1. 「給付付き税額控除」の基本!「税額控除」と「現金給付」を組み合わせた仕組みとは
給付付き税額控除は、所得税から決まった額を引く「税額控除」と、それでも控除しきれない分を現金で支給する「給付」を組み合わせた制度です。
この制度の大きな特徴は、納税額が少ない方や非課税の方ほど、現金給付という形で手厚い恩恵を受けられる点です。
この仕組みによって、従来の減税策では支援が届きにくかった層にも、確実に行き渡らせることが可能になります。
所得の水準に応じて、支援の形は主に以下の3つのパターンに分けられます。
※現段階で控除額は決定していません。
1.1 【所得層別】控除額10万円ならどう変わる?3つの具体例でシミュレーション
パターン1:中・高所得層の場合
所得税の納税額が、設定された控除額を超える層が該当します。
- 所得税の納税額:30万円(控除額10万円を超えるケース)
- 適用内容:控除額である10万円の全額が、納税額から直接差し引かれます(税額控除)。
- メリット:実際の納税額は20万円まで減額され、税の負担が軽減されます。
パターン2:低所得層の場合
所得税の納税額が、設定された控除額に届かない層が対象です。
- 所得税の納税額:8万円(控除額10万円に満たないケース)
- 適用内容:まず納税額8万円分が減税されて納税が不要になります。その上で、控除しきれなかった差額の2万円は現金で給付されます。

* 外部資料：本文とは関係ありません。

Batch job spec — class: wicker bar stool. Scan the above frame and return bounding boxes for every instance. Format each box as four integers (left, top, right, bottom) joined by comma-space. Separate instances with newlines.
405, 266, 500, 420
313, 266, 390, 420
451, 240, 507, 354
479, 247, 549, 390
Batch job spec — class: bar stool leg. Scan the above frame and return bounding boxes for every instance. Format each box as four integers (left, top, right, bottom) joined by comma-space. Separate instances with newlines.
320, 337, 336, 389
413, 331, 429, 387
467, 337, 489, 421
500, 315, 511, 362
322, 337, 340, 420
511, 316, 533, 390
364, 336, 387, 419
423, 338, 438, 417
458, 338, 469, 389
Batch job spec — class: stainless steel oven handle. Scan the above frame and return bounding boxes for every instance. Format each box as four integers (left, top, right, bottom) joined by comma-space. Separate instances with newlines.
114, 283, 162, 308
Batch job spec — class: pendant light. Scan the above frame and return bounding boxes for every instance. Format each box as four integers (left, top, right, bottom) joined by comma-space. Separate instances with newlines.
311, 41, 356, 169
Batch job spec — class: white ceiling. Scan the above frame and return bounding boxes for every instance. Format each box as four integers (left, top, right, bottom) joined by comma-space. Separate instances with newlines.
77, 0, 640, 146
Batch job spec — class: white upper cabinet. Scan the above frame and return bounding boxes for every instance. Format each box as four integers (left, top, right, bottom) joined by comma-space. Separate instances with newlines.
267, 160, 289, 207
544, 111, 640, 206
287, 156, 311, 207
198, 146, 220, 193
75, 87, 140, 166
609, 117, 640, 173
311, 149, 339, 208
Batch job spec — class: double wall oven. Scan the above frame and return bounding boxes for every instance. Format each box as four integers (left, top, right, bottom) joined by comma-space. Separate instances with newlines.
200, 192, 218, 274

- メリット:所得税の支払いがなくなることに加え、2万円の現金を直接受け取ることが可能です。
パターン3:非課税世帯の場合
所得が基準額に達しておらず、所得税の納税義務がない世帯が対象となります。
- 所得税の納税額:0円のケース
- 適用内容:所得税を納めていないため税額控除は適用されず、控除額の10万円が全額現金で給付されます。
- メリット:これまでの減税措置では恩恵を受けられなかった世帯にも、直接的な経済支援が届くようになります。
※2026年3月時点では、控除額などの詳細は未定です。